By Andrew Shilling, MarketWatch featuring Taylor H. Sutherland, CFP®, CIMA® AIF®, Senior Wealth Advisor at Halbert Hargrove
Pros say taking these proactive steps can help prepare for whatever potential challenges the year ahead may hold.
While inflation is cooling, projections still point to elevated consumer prices next year. What’s more, recession threats remain high, unemployment may rise and investors are still reeling from stock and bond indexes falling double digits for the year. So experts say a strategic approach with your hard-earned dollar is critical. Here are the 10 things money pros say you need to do in 2023.
1. Make sure you earn at least 3% on your savings account
One of the benefits of the current high interest-rate environment that we’re in these days is the relatively high annual percentage yield, or APY, available at checking and savings accounts. “Make sure your savings account is returning above 3%. If it’s not, find an alternative,” says Noah Schwab, a certified financial planner at Stewardship Concepts in Spokane, Washington, who adds that ensuring your money is working as hard for you as you work to save should be top priority. If you can’t decide where to find a high rate, here are five bank accounts offering APY of more than 4%. See the highest savings account rates you may get here.
2. Build an emergency fund
An “emergency fund can protect you from unexpected expenses and reduce stress,” explains Tommy Gallagher, founder of Top Mobile Banks — something you’ll especially want if we enter a recession next year.
Considering your lifestyle, monthly costs, income, and dependents, firms such as Vanguard, Chase and Wells Fargo estimate anywhere from three to six months worth of expenses are needed in a liquid emergency fund.
David Edmisten, a certified financial planner and founder of Next Phase Financial Planning in Prescott, Arizona, adds that those funds should also be earning interest. “Consumers who review the options for the cash savings, emergency funds and short-term conservative investments may be able to pick up a significant increase in the amount of interest they earn by moving to any of these options versus using their regular bank checking or savings accounts,” Edmistena said.

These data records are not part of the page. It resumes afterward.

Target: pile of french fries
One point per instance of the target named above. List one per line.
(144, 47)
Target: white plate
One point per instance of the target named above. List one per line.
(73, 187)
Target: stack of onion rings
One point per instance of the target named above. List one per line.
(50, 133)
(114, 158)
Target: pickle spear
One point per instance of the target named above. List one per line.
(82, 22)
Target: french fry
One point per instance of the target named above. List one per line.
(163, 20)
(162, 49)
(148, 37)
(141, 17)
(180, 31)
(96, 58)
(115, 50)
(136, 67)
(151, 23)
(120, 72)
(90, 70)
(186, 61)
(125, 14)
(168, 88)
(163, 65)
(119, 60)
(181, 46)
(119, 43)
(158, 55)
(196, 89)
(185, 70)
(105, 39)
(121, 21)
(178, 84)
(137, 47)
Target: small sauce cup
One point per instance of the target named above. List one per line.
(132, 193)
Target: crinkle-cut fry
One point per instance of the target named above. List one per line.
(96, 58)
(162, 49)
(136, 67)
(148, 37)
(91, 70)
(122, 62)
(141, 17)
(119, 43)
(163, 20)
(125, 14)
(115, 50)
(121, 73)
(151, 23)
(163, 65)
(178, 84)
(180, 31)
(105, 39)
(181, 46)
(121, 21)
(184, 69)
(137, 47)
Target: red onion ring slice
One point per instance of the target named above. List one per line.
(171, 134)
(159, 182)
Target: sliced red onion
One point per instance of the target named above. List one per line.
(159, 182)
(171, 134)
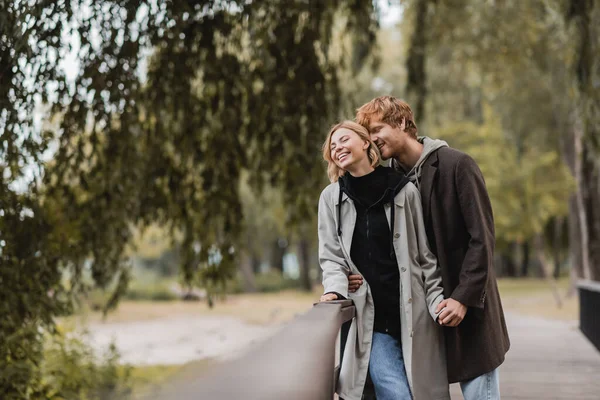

See the highest savings account rates you may get here.
3. Retirement contribution limits are going up, so maximize contributions
Retirement contribution limits are indeed going up in 2023. For employees who participate in 401(k), 403(b), most 457 plans, and the federal government’s Thrift Savings Plan, the limit will increase to $22,500 from $20,500 in 2022, with catch-up contribution limits increasing to $7,500, according to the IRS. Also next year, IRA and Roth IRA contribution limits will increase to $6,500 with the annual cost of living adjustment remaining at $1,000.
Dennis DeKok, a certified financial planner at FCM Financial in Grand Rapids, Michigan says “maximizing any 401(k) match from your employer is like free money, so that should be priority number one.” He added that “Roth IRA and HSA contributions should be next in line because of the tax benefits,” and to “focus on maximizing these contributions before making any more 401(k) or other investment contributions.”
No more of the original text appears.